In response to work by Stanford University researchers who found that Microsoft and several other high-profile companies were using a controversial technique to keep persistent cookies on users’ PCs to track their movements, Microsoft says it has discontinued the practice of using so-called “supercookies.”
In July, Jonathan Mayer, a graduate student at Stanford, revealed that some companies were still employing techniques that enabled browser history sniffing, which give the companies information on what sites users have visited and what links they’ve clicked on. The research also found that some companies were using cookies that re-spawn even after users have deleted them. Microsoft was using this technique on one of its sites, MSN.com, and now the company said that it is no longer doing so.
“According to researchers, including Jonathan Mayer at Stanford University, ‘supercookies’ are capable of re-creating users’ cookies or other identifiers after people deleted regular cookies. Mr.
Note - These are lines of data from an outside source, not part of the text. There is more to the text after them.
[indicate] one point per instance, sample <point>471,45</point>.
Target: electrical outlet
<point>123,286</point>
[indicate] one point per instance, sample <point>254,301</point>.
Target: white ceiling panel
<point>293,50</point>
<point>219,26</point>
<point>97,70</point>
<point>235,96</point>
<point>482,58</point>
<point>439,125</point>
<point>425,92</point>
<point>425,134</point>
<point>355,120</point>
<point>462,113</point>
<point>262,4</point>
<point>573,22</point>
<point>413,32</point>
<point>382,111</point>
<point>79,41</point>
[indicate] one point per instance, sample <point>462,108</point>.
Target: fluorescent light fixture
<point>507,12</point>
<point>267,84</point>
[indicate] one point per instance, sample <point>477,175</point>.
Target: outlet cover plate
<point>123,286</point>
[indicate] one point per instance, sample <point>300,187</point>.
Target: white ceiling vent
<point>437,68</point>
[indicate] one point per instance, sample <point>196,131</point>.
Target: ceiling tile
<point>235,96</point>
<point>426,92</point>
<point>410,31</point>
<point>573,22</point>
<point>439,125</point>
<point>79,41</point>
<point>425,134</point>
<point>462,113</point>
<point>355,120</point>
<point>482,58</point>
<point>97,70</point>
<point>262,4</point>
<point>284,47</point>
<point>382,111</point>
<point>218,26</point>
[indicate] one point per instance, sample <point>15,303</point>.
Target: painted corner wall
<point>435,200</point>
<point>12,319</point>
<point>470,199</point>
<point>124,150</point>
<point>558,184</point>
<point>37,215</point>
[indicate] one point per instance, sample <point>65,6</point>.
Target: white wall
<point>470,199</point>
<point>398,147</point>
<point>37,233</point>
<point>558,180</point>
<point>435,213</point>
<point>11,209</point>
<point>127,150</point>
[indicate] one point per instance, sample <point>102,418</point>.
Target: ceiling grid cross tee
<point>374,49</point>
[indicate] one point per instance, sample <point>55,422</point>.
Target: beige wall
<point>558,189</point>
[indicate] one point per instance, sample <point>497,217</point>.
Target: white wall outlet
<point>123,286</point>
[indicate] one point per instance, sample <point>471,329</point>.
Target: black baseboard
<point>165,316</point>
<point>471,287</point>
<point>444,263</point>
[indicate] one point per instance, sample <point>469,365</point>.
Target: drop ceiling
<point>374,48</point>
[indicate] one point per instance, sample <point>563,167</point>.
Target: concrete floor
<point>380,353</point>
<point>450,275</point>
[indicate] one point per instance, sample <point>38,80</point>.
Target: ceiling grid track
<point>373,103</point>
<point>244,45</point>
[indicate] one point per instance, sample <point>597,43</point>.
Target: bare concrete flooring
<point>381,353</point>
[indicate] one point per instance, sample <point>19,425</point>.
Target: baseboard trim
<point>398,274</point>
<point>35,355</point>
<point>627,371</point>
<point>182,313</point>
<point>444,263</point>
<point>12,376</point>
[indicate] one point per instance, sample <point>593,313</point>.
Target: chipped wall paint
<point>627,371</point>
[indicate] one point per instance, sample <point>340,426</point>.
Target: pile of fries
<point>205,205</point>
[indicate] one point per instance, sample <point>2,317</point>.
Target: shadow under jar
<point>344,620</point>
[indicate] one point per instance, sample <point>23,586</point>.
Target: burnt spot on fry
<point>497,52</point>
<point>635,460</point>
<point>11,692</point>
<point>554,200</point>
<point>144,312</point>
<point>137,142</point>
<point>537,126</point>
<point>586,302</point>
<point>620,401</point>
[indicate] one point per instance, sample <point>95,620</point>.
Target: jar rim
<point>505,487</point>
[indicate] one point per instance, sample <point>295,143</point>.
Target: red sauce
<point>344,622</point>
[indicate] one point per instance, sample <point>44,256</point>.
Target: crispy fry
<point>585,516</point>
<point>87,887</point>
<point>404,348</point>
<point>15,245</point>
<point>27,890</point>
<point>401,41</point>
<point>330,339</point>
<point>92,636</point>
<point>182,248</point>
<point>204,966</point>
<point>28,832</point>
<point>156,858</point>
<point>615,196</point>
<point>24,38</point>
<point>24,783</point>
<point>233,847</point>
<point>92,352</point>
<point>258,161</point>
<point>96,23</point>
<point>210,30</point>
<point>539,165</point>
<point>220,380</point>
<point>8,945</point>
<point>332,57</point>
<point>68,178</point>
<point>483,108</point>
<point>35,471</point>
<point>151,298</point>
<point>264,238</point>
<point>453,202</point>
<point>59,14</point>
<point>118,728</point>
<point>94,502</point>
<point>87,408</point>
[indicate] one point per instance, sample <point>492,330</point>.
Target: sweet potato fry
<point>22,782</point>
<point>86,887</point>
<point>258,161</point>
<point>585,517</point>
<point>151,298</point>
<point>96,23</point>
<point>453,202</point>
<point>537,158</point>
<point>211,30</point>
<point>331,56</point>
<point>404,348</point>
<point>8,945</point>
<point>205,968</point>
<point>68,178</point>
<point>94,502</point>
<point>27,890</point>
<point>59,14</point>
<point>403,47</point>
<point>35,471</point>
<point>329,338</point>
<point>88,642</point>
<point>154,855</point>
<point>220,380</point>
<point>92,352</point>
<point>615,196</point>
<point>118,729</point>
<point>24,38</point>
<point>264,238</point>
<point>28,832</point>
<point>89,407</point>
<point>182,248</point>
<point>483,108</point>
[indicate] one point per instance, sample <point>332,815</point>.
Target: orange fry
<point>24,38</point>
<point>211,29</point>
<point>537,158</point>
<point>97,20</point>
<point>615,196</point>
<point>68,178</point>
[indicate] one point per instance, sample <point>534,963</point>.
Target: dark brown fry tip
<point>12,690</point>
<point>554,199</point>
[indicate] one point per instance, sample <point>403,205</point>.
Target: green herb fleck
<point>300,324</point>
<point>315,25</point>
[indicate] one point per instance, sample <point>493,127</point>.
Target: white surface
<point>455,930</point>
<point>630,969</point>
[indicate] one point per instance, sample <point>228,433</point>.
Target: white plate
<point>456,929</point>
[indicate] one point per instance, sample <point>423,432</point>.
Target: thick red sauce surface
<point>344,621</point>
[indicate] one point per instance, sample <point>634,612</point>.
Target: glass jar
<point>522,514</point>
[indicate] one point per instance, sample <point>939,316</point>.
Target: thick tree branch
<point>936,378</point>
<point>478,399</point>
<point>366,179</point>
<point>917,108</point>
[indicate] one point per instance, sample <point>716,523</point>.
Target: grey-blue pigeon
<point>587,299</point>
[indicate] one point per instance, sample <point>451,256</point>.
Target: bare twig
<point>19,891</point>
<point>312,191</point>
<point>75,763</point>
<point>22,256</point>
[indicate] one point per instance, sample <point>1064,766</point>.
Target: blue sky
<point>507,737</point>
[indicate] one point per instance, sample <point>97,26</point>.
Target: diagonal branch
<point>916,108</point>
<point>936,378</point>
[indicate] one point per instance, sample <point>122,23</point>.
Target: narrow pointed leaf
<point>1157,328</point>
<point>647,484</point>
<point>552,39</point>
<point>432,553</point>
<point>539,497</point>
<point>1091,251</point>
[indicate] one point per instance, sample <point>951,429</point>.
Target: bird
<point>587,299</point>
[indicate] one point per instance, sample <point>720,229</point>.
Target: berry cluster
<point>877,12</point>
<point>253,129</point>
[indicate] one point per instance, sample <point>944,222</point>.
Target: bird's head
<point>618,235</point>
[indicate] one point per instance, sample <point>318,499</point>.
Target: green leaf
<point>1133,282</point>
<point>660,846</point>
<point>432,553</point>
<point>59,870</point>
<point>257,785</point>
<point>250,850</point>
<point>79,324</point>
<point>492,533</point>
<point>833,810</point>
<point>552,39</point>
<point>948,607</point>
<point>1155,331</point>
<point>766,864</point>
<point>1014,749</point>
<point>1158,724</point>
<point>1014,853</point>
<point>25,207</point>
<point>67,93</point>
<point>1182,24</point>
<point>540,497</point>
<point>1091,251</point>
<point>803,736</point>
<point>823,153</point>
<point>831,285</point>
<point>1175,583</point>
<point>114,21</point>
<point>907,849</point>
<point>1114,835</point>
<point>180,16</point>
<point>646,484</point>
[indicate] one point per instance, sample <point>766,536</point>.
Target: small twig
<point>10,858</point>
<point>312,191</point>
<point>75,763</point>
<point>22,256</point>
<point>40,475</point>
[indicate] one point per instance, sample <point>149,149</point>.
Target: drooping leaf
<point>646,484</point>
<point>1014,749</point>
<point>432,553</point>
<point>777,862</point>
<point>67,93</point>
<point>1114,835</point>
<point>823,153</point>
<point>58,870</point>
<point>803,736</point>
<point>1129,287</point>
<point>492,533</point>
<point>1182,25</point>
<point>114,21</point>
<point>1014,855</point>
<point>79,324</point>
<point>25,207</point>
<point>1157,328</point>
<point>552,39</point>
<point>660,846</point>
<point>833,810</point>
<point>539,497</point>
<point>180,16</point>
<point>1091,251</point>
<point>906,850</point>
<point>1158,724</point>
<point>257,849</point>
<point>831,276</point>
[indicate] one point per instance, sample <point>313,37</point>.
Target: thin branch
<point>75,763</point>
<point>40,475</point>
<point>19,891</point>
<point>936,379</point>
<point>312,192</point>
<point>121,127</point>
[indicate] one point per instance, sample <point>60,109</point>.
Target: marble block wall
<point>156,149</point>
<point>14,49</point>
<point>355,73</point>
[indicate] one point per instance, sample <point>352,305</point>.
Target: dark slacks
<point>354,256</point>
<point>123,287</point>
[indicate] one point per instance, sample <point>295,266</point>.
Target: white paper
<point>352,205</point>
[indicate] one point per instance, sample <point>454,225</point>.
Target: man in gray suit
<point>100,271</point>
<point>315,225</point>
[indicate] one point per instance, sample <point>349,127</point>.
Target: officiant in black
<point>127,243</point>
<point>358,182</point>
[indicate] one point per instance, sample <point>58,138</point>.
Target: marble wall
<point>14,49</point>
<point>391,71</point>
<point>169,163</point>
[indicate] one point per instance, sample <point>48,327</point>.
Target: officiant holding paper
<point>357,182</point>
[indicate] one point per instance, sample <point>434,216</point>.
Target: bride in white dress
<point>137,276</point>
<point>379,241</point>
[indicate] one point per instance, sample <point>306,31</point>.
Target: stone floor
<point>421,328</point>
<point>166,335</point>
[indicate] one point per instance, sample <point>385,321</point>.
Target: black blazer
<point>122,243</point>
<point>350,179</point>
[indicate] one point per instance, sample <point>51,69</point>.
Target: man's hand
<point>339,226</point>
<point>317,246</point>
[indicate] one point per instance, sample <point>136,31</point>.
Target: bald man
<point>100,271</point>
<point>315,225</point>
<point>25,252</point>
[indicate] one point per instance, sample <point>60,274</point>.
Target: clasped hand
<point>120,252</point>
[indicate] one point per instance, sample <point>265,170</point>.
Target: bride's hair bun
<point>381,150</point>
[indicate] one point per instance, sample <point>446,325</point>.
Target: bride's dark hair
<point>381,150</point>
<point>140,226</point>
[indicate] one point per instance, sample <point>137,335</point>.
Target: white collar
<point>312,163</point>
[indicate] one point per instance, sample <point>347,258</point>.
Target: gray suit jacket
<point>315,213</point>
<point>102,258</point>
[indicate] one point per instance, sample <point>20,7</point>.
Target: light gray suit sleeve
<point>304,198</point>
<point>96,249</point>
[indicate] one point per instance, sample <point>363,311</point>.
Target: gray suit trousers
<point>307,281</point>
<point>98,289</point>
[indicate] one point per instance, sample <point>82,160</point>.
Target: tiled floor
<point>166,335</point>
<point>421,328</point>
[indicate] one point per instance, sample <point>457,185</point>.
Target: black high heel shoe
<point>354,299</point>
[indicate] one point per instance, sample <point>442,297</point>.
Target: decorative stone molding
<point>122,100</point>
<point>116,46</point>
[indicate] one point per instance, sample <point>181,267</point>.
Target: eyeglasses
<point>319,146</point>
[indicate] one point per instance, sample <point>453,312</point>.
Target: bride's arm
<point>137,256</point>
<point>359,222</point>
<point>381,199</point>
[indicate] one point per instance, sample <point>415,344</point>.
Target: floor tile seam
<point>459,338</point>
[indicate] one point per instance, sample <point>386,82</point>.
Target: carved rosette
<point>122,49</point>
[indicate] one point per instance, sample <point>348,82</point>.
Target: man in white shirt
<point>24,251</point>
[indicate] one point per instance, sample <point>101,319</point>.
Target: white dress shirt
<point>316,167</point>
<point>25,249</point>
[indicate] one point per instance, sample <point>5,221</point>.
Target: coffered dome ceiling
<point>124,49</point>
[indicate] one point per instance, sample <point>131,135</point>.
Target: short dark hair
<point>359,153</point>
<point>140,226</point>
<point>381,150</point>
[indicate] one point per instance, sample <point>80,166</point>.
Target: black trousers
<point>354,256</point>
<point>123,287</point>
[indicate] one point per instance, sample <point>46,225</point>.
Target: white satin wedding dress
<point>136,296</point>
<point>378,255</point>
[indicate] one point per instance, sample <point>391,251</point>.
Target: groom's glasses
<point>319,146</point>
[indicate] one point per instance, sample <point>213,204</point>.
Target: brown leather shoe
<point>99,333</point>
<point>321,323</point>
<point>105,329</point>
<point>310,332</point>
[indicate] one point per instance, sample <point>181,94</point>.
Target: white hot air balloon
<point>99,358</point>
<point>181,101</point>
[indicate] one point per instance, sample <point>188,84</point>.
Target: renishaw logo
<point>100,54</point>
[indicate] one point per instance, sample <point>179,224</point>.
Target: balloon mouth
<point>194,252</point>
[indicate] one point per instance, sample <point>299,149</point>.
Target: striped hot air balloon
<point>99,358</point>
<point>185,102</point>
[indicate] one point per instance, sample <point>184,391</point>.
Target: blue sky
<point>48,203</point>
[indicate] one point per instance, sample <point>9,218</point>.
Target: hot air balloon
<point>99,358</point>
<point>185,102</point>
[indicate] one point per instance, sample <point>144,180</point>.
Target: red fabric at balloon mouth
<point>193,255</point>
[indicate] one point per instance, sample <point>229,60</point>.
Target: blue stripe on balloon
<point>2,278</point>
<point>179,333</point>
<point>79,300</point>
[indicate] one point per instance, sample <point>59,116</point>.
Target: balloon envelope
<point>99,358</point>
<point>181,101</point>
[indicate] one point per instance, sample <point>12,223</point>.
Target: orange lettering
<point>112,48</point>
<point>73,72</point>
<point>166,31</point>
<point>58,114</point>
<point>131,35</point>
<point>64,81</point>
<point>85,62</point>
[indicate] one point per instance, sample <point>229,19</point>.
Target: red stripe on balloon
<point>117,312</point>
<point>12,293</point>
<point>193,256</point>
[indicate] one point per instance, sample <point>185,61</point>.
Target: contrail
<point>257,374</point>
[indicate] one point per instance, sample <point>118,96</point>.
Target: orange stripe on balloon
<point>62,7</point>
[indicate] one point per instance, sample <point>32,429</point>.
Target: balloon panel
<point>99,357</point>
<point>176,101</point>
Mayer identified Microsoft as one among others that had this code, and when he brought his findings to our attention we promptly investigated. We determined that the cookie behavior he observed was occurring under certain circumstances as a result of older code that was used only on our own sites, and was already scheduled to be discontinued. We accelerated this process and quickly disabled this code,” Mike Hintze, associate general counsel at Microsoft, wrote in a blog post on the topic.
The use of undeletable cookies or cookies that re-spawn after deletion has become a highly controversial practice in the last year or so, and users and privacy advocates have pressured online ad companies and site operators to stop using such techniques. However, some companies have resisted or found ways around the ad industry’s self-regulation attempts.
Many, if not most, consumers have little idea how history sniffing works or that the practice even exists. They also may not know that cookies can be used to track their movements outside of the sites that they’ve approved them on, or that the cookies can be recreated after they’ve deleted the files. So now, some of the larger companies that have been using some of these techniques are reconsidering them.
“We are committed to providing choice when it comes to the collection and use of customer information, and we have no plans to develop or deploy any such ‘supercookie’ mechanisms,” Hintze said.